Using Memcache at Scale (Facebook)

My last post summarized why I chose memcached over Redis for our system’s caching layer. Memcache fit our desired feature set and was also faster (probably due to the relatively simple workload, set and get whole objects with no updates).

In this post I’ll be summarizing some things I’ve learned about memcached from the Facebook tech talk and tech post.

TCP vs UDP

One of the tradeoffs that Facebook seems to have made is using UDP instead of TCP for it’s transmission protocol. My understanding of the protocols are very shallow but I do understand that one tradeoff is the lack of ACK with UDP which means that we give up the guarantee that the packets will arrive in the same order they were sent. TCP is connection-oriented while UDP is datagram-oriented which means UDP will be more like a steady stream of data with no persistent connections. Packets could be lost but it doesn’t have the overhead of a connection which means less memory used for the transmission.

Server optimizations

This section interested me greatly. I especially liked how they tweaked the memory slab allocated by memcache for stores. By default the slabs were powers of 2 (256, 512, etc.) but after they analyzed their cached objects, the found that slabs with power of “1.3” resulted in much more efficient memory usage. I think that’s brilliant! In our case the stored objects are almost always the same size and if we can size the server-side memory allocation correctly, we could minimize memory fragmentation. Note to self: Find out the memory size distribution of the objects-to-store.

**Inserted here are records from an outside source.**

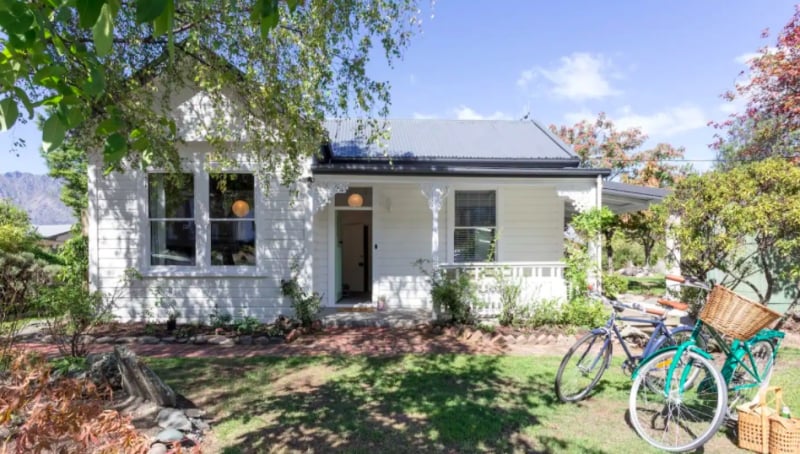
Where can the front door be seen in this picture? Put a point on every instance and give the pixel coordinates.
(354, 261)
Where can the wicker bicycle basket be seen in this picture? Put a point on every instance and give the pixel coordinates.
(734, 315)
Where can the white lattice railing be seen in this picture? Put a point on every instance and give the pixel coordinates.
(538, 281)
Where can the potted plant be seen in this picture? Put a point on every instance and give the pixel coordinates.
(172, 319)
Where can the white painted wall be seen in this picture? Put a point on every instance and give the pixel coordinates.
(532, 224)
(119, 240)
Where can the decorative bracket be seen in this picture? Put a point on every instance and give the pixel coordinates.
(323, 193)
(435, 193)
(582, 199)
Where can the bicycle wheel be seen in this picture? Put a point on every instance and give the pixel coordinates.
(690, 414)
(582, 367)
(743, 386)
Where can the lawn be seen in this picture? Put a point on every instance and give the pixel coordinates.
(445, 403)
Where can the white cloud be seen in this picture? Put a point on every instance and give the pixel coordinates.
(579, 77)
(423, 116)
(466, 113)
(744, 59)
(668, 122)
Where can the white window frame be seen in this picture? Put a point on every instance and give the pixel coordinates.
(451, 220)
(203, 267)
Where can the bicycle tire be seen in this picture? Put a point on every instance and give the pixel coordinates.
(587, 350)
(763, 353)
(687, 418)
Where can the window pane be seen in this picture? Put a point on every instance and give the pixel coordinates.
(231, 196)
(473, 245)
(172, 243)
(475, 209)
(171, 196)
(233, 243)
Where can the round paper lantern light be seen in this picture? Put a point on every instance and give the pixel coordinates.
(240, 208)
(355, 200)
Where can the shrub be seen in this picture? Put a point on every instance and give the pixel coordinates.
(545, 312)
(614, 285)
(246, 325)
(584, 312)
(306, 306)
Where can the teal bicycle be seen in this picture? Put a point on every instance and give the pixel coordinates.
(679, 397)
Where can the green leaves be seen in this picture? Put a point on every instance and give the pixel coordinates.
(89, 11)
(149, 10)
(8, 113)
(103, 31)
(115, 149)
(53, 132)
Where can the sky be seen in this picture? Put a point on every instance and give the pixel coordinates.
(660, 66)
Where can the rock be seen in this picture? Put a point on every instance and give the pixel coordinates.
(104, 368)
(216, 340)
(194, 413)
(169, 436)
(149, 340)
(157, 448)
(172, 418)
(125, 340)
(293, 334)
(140, 381)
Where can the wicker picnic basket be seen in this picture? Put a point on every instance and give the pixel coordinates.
(784, 435)
(734, 315)
(754, 422)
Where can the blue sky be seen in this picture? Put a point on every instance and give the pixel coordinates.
(657, 65)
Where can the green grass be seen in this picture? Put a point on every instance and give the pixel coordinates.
(646, 285)
(451, 403)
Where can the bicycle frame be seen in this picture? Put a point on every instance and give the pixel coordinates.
(735, 354)
(660, 331)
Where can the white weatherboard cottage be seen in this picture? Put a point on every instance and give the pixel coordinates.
(441, 191)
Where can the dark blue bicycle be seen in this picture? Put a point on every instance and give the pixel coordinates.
(587, 360)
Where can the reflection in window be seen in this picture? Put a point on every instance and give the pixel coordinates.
(171, 214)
(475, 222)
(232, 212)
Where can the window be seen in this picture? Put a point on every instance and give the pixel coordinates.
(171, 216)
(232, 213)
(475, 222)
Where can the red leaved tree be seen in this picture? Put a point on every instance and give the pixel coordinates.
(770, 122)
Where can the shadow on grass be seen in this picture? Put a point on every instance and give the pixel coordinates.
(452, 403)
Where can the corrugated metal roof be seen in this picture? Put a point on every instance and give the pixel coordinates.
(450, 139)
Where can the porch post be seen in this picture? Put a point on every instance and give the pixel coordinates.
(435, 193)
(673, 257)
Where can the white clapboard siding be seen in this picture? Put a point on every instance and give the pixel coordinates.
(405, 225)
(119, 243)
(532, 224)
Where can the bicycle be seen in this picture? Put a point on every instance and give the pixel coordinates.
(694, 398)
(587, 360)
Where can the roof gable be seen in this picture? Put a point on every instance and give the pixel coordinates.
(431, 139)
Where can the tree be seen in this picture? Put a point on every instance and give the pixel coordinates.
(770, 123)
(647, 227)
(744, 222)
(655, 168)
(598, 143)
(105, 72)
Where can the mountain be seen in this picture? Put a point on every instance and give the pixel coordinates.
(38, 195)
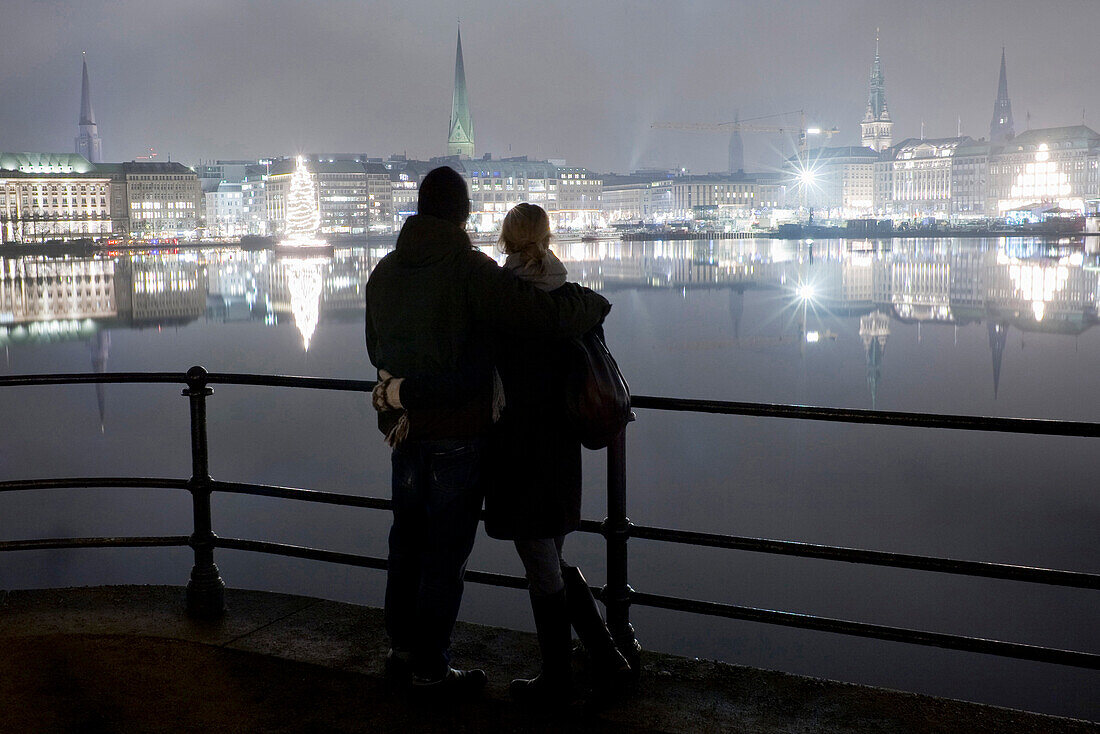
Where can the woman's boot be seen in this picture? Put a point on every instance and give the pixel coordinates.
(584, 614)
(554, 683)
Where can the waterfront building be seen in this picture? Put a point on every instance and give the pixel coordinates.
(157, 199)
(354, 196)
(637, 198)
(970, 181)
(1057, 166)
(460, 140)
(877, 129)
(218, 171)
(838, 181)
(405, 177)
(579, 199)
(224, 210)
(254, 199)
(497, 185)
(921, 176)
(88, 143)
(1001, 129)
(52, 196)
(712, 197)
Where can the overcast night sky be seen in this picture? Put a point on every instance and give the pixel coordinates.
(578, 79)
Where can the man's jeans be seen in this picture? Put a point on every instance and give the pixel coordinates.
(437, 505)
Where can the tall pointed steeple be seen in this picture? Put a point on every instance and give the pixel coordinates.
(736, 149)
(88, 143)
(1001, 129)
(460, 140)
(877, 128)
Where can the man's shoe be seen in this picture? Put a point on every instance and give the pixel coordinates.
(398, 666)
(611, 666)
(453, 682)
(553, 686)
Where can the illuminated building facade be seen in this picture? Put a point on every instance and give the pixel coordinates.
(636, 198)
(838, 181)
(717, 197)
(579, 195)
(921, 174)
(224, 211)
(970, 181)
(52, 196)
(254, 199)
(354, 197)
(1052, 165)
(497, 185)
(158, 199)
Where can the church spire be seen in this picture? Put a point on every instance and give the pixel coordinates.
(877, 128)
(460, 140)
(1001, 129)
(736, 148)
(87, 143)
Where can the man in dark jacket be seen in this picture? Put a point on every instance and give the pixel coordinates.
(433, 306)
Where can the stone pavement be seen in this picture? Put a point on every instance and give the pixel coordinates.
(125, 659)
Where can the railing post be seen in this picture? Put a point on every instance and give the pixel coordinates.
(616, 529)
(206, 591)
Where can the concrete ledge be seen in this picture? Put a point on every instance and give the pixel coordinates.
(127, 659)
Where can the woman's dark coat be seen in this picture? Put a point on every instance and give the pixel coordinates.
(534, 463)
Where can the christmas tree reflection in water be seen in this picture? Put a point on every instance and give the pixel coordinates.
(305, 283)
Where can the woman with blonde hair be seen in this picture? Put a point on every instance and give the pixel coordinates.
(532, 494)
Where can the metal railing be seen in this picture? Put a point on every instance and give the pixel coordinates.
(205, 596)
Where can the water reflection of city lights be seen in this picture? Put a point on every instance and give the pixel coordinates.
(304, 280)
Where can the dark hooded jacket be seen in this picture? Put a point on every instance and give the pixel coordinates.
(433, 307)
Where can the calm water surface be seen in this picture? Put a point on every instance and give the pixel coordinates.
(972, 327)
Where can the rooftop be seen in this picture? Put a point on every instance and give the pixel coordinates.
(127, 658)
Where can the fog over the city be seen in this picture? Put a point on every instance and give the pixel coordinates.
(568, 79)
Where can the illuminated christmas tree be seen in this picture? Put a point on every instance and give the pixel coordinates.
(303, 215)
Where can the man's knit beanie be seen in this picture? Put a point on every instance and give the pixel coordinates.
(443, 194)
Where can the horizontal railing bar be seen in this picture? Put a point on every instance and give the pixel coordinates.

Another really cool optimization they did was to use a different system call for write operations (use system writev instead of write). This is also known as scatter/gather IO or vector IO which basically means that multiple write buffers will be written as one continuous data stream. It’s unclear to me right now if we’ll need such low-level optimizations but it inspired me to think about memcache memory-management and the linear nature of both our writes and eviction. Basically we want to implement a TTL for each entry in the cache and if each objects has the same TTL then we should be able to minimize memory fragmentation by evicting objects in the same order as they were stored. This means in terms of storing and eviction, the objects could be seen as continuous array so that each new objects can be stored at the end of the array and eviction would only happen in order starting from the beginning of the array. Essentially this could be represented as a circular buffer where new objects would just take the place of the last-stored object that still exists in the cache.

Conclusion

It is actually pretty amazing but it seems that at least the scale that Facebook is publishing seems to match the scale that we would operate at, and also mentions the performance that I expect given my previous benchmarking. Specifically:

Since we’ve made all these changes, we have been able to scale memcached to handle 200,000 UDP requests per second with an average latency of 173 microseconds. The total throughput achieved is 300,000 UDP requests/s, but the latency at that request rate is too high to be useful in our system. This is an amazing increase from 50,000 UDP requests/s using the stock version of Linux and memcached.

My back-of-the-envelope calculations estimate that our workload will be around the scale of 200K stores/s per datacenter.